Install the unic-cli
package using Cargo.
$ cargo install unic-cli
The unic-echo
command generates Unicode strings, similar to the common echo
command.
# Normally, the output ends with a newline
$ unic-echo Hello سلام
Hello سلام
# Get the codepoints or UTF-8/UTF-16, instead of plain text
$ unic-echo Hello سلام -o codepoints
U+0048 U+0065 U+006C U+006C U+006F U+0020 U+0633 U+0644 U+0627 U+0645
# Or see how to escape as a Rust string literal
$ unic-echo Hello سلام -o rust-escape
"Hello \u{633}\u{644}\u{627}\u{645}"
# Also the input can be in codepoints, or UTF-8/UTF-16 hex
$ unic-echo -i codepoints U+0 U+20 U+41 U+A0 -o rust-escape
"\u{0} A\u{a0}"
$ unic-echo --help
Write arguments to the standard output
USAGE:
unic-echo [FLAGS] [OPTIONS] [STRINGS]...
FLAGS:
-h, --help Prints help information
-n, --no-newline No trailing newline
-V, --version Prints version information
OPTIONS:
-i, --input <FORMAT> Specify input format (see list below)

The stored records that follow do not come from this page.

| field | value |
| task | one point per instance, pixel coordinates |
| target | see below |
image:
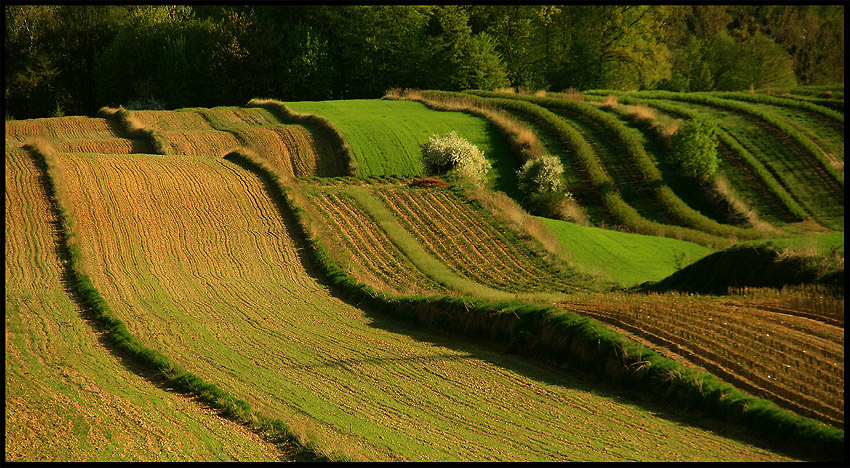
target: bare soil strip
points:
(794, 361)
(194, 256)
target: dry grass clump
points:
(642, 114)
(610, 102)
(573, 94)
(521, 137)
(571, 210)
(723, 189)
(428, 182)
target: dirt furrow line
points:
(737, 367)
(530, 268)
(378, 261)
(396, 262)
(450, 234)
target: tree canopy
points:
(74, 59)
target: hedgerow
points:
(763, 173)
(128, 345)
(565, 337)
(650, 173)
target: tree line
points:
(74, 59)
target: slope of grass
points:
(243, 311)
(385, 136)
(795, 176)
(625, 258)
(68, 399)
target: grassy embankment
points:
(790, 156)
(385, 136)
(535, 335)
(68, 398)
(346, 360)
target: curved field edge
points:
(627, 259)
(125, 343)
(67, 398)
(385, 136)
(566, 337)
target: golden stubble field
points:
(66, 397)
(193, 255)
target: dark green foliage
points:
(694, 148)
(316, 123)
(715, 273)
(74, 59)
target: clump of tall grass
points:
(135, 129)
(572, 94)
(342, 151)
(610, 102)
(724, 190)
(564, 336)
(521, 137)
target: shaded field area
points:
(219, 271)
(66, 397)
(761, 346)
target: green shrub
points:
(541, 181)
(543, 174)
(452, 152)
(694, 148)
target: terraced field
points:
(67, 397)
(385, 136)
(794, 359)
(203, 260)
(791, 164)
(239, 308)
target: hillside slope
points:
(66, 397)
(217, 282)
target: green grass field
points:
(627, 259)
(385, 136)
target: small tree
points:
(541, 182)
(694, 148)
(453, 152)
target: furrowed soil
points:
(359, 243)
(75, 134)
(193, 255)
(66, 397)
(795, 361)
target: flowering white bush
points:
(541, 175)
(451, 151)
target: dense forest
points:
(73, 59)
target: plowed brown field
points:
(795, 361)
(192, 254)
(74, 135)
(67, 398)
(374, 259)
(465, 238)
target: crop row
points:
(465, 241)
(646, 166)
(794, 172)
(806, 151)
(369, 247)
(748, 163)
(570, 338)
(744, 344)
(808, 300)
(602, 183)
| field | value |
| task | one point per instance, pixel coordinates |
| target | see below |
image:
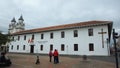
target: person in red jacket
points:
(56, 56)
(50, 55)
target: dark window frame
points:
(17, 47)
(90, 32)
(51, 46)
(75, 47)
(42, 36)
(51, 35)
(33, 37)
(62, 34)
(12, 47)
(91, 47)
(41, 47)
(24, 47)
(24, 37)
(62, 47)
(75, 33)
(18, 38)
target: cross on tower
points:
(102, 33)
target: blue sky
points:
(43, 13)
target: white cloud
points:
(42, 13)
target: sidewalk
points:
(28, 61)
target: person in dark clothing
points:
(50, 55)
(56, 60)
(3, 59)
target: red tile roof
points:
(65, 26)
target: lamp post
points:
(116, 54)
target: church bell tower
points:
(16, 26)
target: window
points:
(23, 47)
(90, 32)
(41, 47)
(24, 37)
(75, 47)
(12, 38)
(51, 47)
(12, 47)
(18, 38)
(51, 35)
(62, 34)
(91, 47)
(33, 37)
(17, 47)
(62, 47)
(42, 36)
(75, 33)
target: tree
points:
(4, 38)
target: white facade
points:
(83, 41)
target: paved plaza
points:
(28, 61)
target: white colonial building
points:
(83, 38)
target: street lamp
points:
(115, 36)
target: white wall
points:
(82, 40)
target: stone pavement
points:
(28, 61)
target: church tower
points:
(16, 26)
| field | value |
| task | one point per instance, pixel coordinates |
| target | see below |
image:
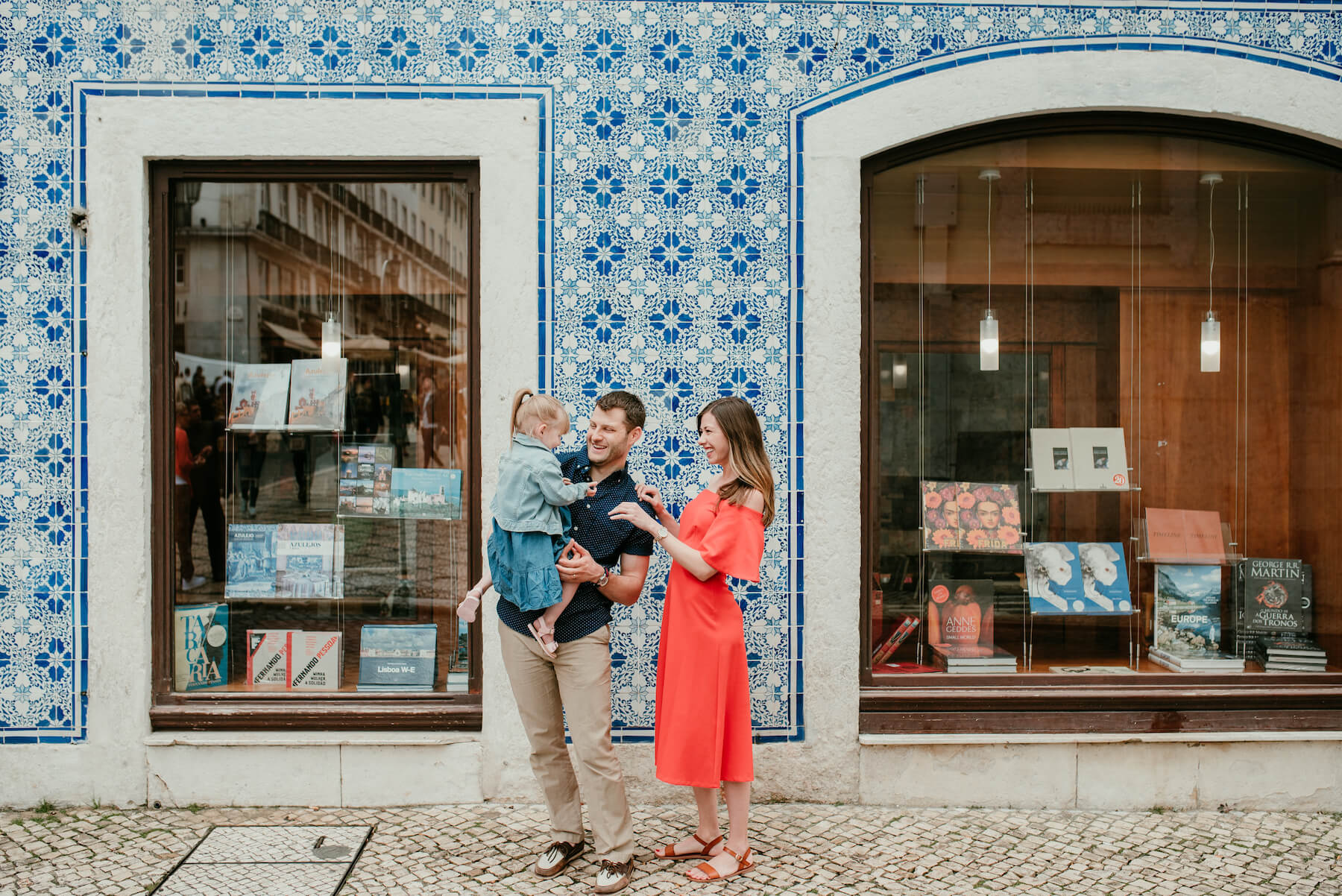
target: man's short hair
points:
(629, 403)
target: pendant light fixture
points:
(988, 334)
(1211, 326)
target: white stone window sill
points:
(309, 738)
(1091, 736)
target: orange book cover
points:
(1165, 534)
(1203, 534)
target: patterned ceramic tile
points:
(670, 226)
(338, 844)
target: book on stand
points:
(261, 396)
(250, 561)
(1051, 459)
(397, 657)
(201, 647)
(317, 394)
(1100, 459)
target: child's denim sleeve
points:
(550, 479)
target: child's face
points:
(548, 434)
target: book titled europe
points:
(971, 517)
(1188, 611)
(424, 494)
(1080, 578)
(315, 660)
(397, 657)
(309, 561)
(250, 562)
(201, 647)
(261, 396)
(317, 394)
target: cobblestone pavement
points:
(803, 849)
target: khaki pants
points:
(576, 681)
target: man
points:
(610, 560)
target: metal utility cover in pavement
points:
(310, 860)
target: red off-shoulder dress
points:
(704, 687)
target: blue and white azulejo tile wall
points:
(671, 231)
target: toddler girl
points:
(530, 518)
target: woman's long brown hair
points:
(741, 427)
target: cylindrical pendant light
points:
(988, 341)
(1211, 342)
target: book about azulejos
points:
(317, 394)
(309, 561)
(315, 660)
(250, 562)
(261, 396)
(397, 657)
(201, 647)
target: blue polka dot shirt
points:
(603, 537)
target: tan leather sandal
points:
(709, 872)
(669, 851)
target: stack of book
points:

-o, --output <FORMAT> Specify output format (see list below)
ARGS:
<STRINGS>... Input strings (expected valid Unicode)
INPUT FORMATS:
plain Plain Unicode characters (default)
codepoints Unicode codepoints (hex)
utf8-hex UTF-8 bytes (hex)
utf16-hex UTF-16 words (hex)
OUTPUT FORMATS:
plain Plain Unicode characters (default)
codepoints Unicode codepoints (hex)
utf8-hex UTF-8 bytes (hex)
utf16-hex UTF-16 words (hex)
braces-escape String literal with \u{...} escapes for
| js6-escape control and non-ASCII characters
| rust-escape
braces-escape-all String literal with \u{...} escapes for
| js6-escape-all all characters
| rust-escape-all
braces-escape-control String literal with \u{...} escapes for
| js6-escape-control control characters
| rust-escape-control
The unic-inspector
command lists the Unicode characters in the input string,
along with their properties.
$ unic-inspector Hello سلام
H | U+0048 | LATIN CAPITAL LETTER H | Uppercase_Letter
e | U+0065 | LATIN SMALL LETTER E | Lowercase_Letter
l | U+006C | LATIN SMALL LETTER L | Lowercase_Letter
l | U+006C | LATIN SMALL LETTER L | Lowercase_Letter
o | U+006F | LATIN SMALL LETTER O | Lowercase_Letter
| U+0020 | SPACE | Space_Separator
س | U+0633 | ARABIC LETTER SEEN | Other_Letter
ل | U+0644 | ARABIC LETTER LAM | Other_Letter
ا | U+0627 | ARABIC LETTER ALEF | Other_Letter
م | U+0645 | ARABIC LETTER MEEM | Other_Letter
Soon, this tool will allow selecting which properties to show, as well as support grouping characters by Grapheme Clusters, Words, Sentences, etc.